Pemerintah ingin menyelesaikan pelanggaran serius tragedi 1965 tanpa CIA
- keren989
- 0
Ini adalah ringkasan yang dibuat oleh AI, yang mungkin memiliki kesalahan. Untuk konteksnya, selalu rujuk artikel selengkapnya.
Jaksa Agung mengatakan yang bisa diterima CIA adalah pemerintah Indonesia, bukan Komnas HAM. Namun, pemerintah belum akan meminta data kepada CIA.
JAKARTA, Indonesia—Menteri Hukum dan Hak Asasi Manusia Yasonna Laoly mengatakan pemerintah memilih menyelesaikan kasus pelanggaran HAM berat pada pembantaian tahun 1965 dengan opsi pro justicia dan non justicia, dibandingkan menyerahkan dokumen dari intelijen Amerika Serikat (CIA) untuk dibuka.
“Iya silakan saja, itu kewenangan Komnas HAM, mereka bisa. Tapi kami sepakat dengan Komnas HAM dan duduk bersama mencari solusi. “Solusinya ada dua, pro justicia dan non justicia,” katanya, Rabu, 16 Maret.
Ide pembukaan dokumen intelijen tersebut muncul setelah Komisi Nasional Hak Asasi Manusia meminta bantuan Presiden Barack Obama untuk membuka dokumen intelijen terkait peristiwa 1965.
Lanjut Yasonna, menurut Jaksa Agung HM Prasetyo, opsi pro justicia sulit diambil, apalagi dalam kasus tragedi 1965. “Penghilangan orang secara paksa juga sulit, jadi terbuka ruang untuk urusan non-yudisial yang sekarang sedang dibicarakan,” ujarnya.
Komnas HAM tidak bisa mewakili pemerintah
Sementara itu, Jaksa Agung Prasetyo saat dihubungi Rappler mengatakan, tindakan Komnas HAM dalam melobi CIA tidak bisa dicegah, tapi juga dinilai tidak signifikan.
“Karena yang bisa diterima adalah pemerintah, sebaiknya pemerintah Indonesia bertanya kepada CIA,” ujarnya.
Prasetyo melanjutkan, pemerintah tidak akan meminta CIA untuk saat ini, melainkan akan melengkapi data yang ada.
“Pemerintah saat ini sedang berupaya memfinalisasi hasil penyelidikan yang selama ini dinyatakan belum lengkap,” ujarnya.

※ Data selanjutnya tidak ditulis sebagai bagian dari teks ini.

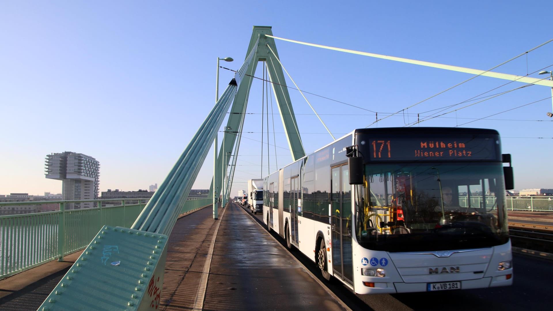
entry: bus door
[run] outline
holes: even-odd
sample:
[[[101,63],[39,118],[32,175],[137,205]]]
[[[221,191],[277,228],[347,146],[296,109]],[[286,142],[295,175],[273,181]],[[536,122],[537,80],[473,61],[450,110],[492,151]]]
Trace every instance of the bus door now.
[[[273,206],[274,206],[275,203],[275,193],[273,189],[274,184],[274,183],[271,183],[269,185],[269,210],[267,212],[269,213],[269,223],[267,224],[267,226],[269,226],[270,228],[273,227]]]
[[[298,189],[299,179],[294,177],[290,180],[290,241],[297,245],[298,243]]]
[[[347,164],[332,168],[331,227],[333,274],[337,278],[353,284],[351,186],[349,173]]]

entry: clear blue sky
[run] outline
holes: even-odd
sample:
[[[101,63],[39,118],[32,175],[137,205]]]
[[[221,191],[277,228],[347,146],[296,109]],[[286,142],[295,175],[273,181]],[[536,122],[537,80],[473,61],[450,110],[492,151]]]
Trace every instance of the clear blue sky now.
[[[44,162],[46,154],[66,151],[100,161],[101,191],[161,184],[213,106],[216,58],[233,57],[234,62],[223,65],[238,68],[254,25],[272,26],[275,35],[289,39],[482,70],[553,38],[550,0],[4,1],[1,7],[1,194],[61,192],[61,182],[45,178]],[[379,116],[471,76],[281,41],[276,45],[301,89],[377,111]],[[553,43],[494,71],[525,75],[551,70],[552,65]],[[232,76],[221,72],[221,92]],[[415,121],[414,114],[427,115],[507,82],[479,77],[409,109],[405,116],[372,126],[403,126]],[[523,85],[514,82],[486,95]],[[248,112],[260,112],[261,88],[254,82]],[[300,94],[290,90],[290,95],[306,151],[330,142]],[[421,126],[455,126],[472,120],[466,118],[550,96],[547,87],[529,86]],[[364,110],[307,98],[337,137],[375,120]],[[503,152],[513,155],[516,189],[553,188],[553,118],[546,116],[551,109],[550,98],[490,118],[502,120],[462,126],[499,131]],[[261,138],[260,117],[247,117],[244,131],[256,133],[244,134],[233,194],[246,186],[239,183],[267,174],[267,167],[260,171],[260,145],[255,141]],[[286,147],[280,118],[275,120],[276,144]],[[273,171],[272,146],[270,154]],[[279,167],[290,162],[285,149],[277,148],[276,154]],[[195,188],[208,188],[212,155]]]

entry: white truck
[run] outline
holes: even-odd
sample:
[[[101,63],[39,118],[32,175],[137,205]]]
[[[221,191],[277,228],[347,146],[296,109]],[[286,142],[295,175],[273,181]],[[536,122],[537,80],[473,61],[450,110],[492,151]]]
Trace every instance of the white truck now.
[[[248,204],[248,193],[245,190],[238,191],[238,204],[246,205]]]
[[[254,214],[263,212],[263,180],[248,180],[248,206]]]

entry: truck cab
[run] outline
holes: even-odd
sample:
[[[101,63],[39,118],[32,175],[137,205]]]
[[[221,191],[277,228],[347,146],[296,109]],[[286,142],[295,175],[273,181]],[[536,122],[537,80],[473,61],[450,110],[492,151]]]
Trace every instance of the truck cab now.
[[[263,190],[255,190],[249,194],[249,210],[254,215],[263,212]]]

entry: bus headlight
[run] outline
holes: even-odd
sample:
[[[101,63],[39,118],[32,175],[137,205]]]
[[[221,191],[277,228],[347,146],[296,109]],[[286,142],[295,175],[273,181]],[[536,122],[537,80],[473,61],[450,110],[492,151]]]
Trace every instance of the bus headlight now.
[[[386,271],[384,269],[361,268],[361,274],[366,277],[384,277],[386,276]]]
[[[512,262],[510,260],[507,261],[502,261],[497,266],[498,270],[507,270],[507,269],[510,269],[512,267]]]

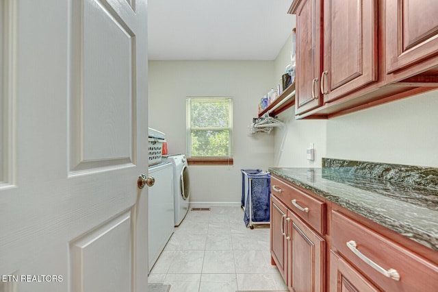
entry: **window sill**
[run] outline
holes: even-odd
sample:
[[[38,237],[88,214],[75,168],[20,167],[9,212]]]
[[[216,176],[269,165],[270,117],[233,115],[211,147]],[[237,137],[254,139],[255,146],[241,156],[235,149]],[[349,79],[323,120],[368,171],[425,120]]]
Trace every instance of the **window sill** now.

Bagaimana tanggapan Komnas HAM?
Anggota Komnas HAM Muhammad Nurkhoiron yang baru saja bertemu dengan petinggi CIA menilai pernyataan Menteri Yasonna bersifat normatif.
“Hal ini yang diamanatkan dalam undang-undang nomor 26 tahun 2000 tentang penyelesaian pelanggaran HAM berat, dapat dicapai melalui jalur yudisial (justicia) dan non-yudisial (pro justicia),” ujarnya kepada Rappler.
Nurkhoiron melanjutkan, apa yang dilakukan Komnas HAM atas permintaan korban dan keluarga korban. Komnas HAM hanya menempuh jalan itu untuk memenuhi permintaan mereka, ujarnya.
Ia menambahkan, Komnas meminta data keterlibatan Amerika saat itu kepada HAM.
“Permintaan para korban yang menginginkan sikap terbuka dari negara-negara yang terlibat membantu operasi dan penyerangan terhadap komunisme saat itu,” ujarnya.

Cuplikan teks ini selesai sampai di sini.